In a meeting of the Atlantic States Marine Fishery Commission (ASMFC) held on Wed. 2//6/19 the striped bass management board was presented with a preliminary benchmark stock assessment that said the striped bass spawning stock biomass had slipped to well below the target level.  This puts the stock into the formally overfished category.  It was also found that overfishing was still taking place.  Overfished and overfishing, while they don’t sound it, are somewhat technical terms.  But they essentially mean that the size of the fish stock in question is less than the acceptable level that the managers have set, and that the current mortality through fishing is too high for the stocks to recover.

I looked back through old SF records and saw that 2006 was first of some formal recognition by the ASMFC that the spawning stock biomass was beginning to shrink.  Never ones to act to quickly to reduce fishing effort the ASMFC continually kicked this can down the road until 2014 when it was noted that a 50% reduction in fishing mortality was really what was required to get the stock back on track.  I remember listening to the ASMFC meeting when Paul Diodati of Massachusetts made a motion to put an immediate 40% cut in place for the 2014 season.  No one else was ready to swallow that bitter pill, and in 2015 measures went into effect to cut mortality back by 25%, and a little less than that in Chesapeake Bay.  Predictably it wasn’t nearly enough.

Our annual fishing survey has turned out to be a very accurate gauge of how many fish are really out there, and while there was a small uptick for a couple of years in the number of small fish anglers were seeing, the numbers of large – breeding sized – striped bass has been sliding every year for a long time.  You can see it clearly in arenas like the MA commercial fishery, where over the last few years the commercial fishermen couldn’t find any number of large bass in one area of the state after another.  All the catches were coming from one or two large schools, and finally those fish ran out too.  In 2018, in spite of allowing fishing until into October when the migration had ended in MA, the landings for the season were about 754,000 pounds against a quota of 847,000 pounds.  By comparison in 2014 1,139,000 pounds were landed before the end of August.  And you can bet everyone tried hard to catch those fish because the flesh of the bass was selling for a lot of money per pound.
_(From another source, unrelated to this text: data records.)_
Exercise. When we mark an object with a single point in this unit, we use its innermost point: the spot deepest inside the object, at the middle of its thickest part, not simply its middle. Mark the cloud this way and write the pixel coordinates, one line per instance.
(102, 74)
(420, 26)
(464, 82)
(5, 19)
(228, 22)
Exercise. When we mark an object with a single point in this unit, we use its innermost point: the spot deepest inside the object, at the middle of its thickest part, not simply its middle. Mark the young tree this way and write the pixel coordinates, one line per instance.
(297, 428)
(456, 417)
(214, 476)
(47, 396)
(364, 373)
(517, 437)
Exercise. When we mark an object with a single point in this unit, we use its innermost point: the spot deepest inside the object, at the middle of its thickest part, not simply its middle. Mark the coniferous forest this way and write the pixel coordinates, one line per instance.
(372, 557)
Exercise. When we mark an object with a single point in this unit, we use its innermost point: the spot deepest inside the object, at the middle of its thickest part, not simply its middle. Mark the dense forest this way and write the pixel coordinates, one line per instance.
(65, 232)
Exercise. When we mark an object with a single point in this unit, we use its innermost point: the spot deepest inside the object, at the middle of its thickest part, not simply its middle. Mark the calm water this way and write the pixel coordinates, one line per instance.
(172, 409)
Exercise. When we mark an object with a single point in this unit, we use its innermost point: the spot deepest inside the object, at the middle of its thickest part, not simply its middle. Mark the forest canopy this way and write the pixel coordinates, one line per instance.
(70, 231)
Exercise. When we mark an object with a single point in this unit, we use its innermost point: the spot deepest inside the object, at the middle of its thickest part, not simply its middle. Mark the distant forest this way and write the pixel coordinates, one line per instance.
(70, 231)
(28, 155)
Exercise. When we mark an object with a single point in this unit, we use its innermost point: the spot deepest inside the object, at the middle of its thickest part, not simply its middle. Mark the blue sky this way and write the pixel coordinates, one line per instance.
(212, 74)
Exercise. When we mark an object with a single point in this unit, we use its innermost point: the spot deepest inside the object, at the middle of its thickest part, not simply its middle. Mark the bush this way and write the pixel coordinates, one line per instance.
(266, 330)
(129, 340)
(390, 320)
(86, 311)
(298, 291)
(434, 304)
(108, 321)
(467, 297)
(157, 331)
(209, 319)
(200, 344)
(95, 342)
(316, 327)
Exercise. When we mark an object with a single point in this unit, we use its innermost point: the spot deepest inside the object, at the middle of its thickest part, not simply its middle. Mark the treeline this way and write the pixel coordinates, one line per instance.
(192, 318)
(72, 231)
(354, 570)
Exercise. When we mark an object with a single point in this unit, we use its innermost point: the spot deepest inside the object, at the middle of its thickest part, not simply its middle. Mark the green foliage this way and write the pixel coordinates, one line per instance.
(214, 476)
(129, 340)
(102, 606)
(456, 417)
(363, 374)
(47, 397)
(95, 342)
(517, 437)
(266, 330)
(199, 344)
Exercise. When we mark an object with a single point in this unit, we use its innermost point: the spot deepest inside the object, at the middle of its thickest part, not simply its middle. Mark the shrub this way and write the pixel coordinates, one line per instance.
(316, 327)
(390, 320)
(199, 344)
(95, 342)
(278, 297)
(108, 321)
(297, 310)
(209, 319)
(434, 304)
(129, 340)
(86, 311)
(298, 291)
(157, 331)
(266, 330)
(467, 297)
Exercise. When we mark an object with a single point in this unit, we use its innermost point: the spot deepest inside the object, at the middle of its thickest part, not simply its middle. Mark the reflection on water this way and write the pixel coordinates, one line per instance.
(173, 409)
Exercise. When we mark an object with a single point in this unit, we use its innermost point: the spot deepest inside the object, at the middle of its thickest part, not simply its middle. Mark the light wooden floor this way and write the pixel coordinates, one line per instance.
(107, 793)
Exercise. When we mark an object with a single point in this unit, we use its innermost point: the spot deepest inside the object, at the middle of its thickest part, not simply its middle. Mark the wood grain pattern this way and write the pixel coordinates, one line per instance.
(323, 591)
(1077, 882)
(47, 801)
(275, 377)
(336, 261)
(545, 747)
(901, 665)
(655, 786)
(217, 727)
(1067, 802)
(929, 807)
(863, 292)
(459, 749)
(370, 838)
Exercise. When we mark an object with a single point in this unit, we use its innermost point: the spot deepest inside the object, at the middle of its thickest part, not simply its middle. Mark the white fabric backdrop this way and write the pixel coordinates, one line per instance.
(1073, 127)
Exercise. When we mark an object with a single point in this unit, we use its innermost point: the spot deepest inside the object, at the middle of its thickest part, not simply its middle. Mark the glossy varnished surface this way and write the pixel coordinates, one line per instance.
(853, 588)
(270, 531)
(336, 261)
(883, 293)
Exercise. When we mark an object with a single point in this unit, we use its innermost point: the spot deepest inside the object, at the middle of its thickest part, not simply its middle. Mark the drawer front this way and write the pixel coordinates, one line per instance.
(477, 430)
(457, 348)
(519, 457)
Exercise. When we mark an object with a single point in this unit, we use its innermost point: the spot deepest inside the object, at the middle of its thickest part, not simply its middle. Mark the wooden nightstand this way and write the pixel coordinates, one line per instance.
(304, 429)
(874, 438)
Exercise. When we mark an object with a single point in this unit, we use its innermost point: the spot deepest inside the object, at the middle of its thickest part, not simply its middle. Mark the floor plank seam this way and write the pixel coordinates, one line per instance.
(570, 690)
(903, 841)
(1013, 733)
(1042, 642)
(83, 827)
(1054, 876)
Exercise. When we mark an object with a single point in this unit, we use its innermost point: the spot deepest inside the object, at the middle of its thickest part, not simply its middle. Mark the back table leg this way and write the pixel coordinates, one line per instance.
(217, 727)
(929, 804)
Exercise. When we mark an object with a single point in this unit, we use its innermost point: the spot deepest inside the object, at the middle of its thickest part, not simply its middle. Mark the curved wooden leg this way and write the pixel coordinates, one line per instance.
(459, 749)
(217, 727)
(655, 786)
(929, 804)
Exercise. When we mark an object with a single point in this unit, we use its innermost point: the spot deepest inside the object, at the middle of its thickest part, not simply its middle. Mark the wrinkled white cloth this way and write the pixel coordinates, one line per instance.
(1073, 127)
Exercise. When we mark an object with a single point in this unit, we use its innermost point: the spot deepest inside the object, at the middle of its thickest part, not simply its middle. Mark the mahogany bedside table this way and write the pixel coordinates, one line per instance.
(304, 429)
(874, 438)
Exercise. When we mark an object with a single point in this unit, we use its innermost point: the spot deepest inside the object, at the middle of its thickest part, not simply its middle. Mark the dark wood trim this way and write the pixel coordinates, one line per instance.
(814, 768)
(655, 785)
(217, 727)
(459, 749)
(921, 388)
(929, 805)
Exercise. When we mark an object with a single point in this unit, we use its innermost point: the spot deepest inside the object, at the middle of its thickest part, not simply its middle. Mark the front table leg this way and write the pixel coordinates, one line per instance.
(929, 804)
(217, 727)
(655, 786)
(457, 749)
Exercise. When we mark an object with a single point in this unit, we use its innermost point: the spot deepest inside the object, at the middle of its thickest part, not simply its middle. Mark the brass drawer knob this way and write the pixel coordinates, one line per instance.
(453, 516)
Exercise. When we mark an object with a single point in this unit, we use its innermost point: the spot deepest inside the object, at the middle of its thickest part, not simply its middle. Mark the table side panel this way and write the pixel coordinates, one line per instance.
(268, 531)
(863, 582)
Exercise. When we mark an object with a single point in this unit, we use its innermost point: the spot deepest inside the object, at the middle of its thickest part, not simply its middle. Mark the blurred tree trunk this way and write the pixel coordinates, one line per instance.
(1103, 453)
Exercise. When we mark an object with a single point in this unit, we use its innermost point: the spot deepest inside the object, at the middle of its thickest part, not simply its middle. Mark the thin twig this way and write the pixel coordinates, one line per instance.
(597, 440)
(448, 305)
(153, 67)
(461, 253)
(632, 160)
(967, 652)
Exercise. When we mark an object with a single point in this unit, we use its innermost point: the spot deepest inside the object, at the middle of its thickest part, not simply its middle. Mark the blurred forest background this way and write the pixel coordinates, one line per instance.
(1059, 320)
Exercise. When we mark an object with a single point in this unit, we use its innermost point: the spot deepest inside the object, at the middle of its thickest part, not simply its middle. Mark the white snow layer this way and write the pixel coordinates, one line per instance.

The recent assessment was accepted by the ASMFC managers in spite of some clear reluctance by some of the commercial fishing jurisdictions, but nothing was done to set in motion conservation measures for the 2019 fishing season.  The earliest that any adjustments could now be made is for the fall fishery, and no one is willing to bet how that debate will come out.  It is within the authority of the ASMFC to simply reduce the acceptable stock size “lower the bar” and continue on with the current regulations.  We certainly hope that won’t be the case, and without a doubt the largely recreational and game fish states will be pushing hard for some serious reductions.  Stripers Forever will be at the forefront of that advocacy.

There was one bit of good news coming from the meeting, and that was an essentially unanimous vote to write a letter from the ASMFC to NOAA requesting that the boundary lines of the EEZ not be changed in the area around Block Island which would have allowed recreational fishing for striped bass, and therefore a cover for black market commercial bass fishing too.

The only silver lining in all of this is that we may be presented with a return of the opportunity that we missed in 1988 to designate striped bass as game fish in all the coastal states.  Had that happened, we are confident that the decline we have all witnessed in the last 10 or 15 years would not have taken place.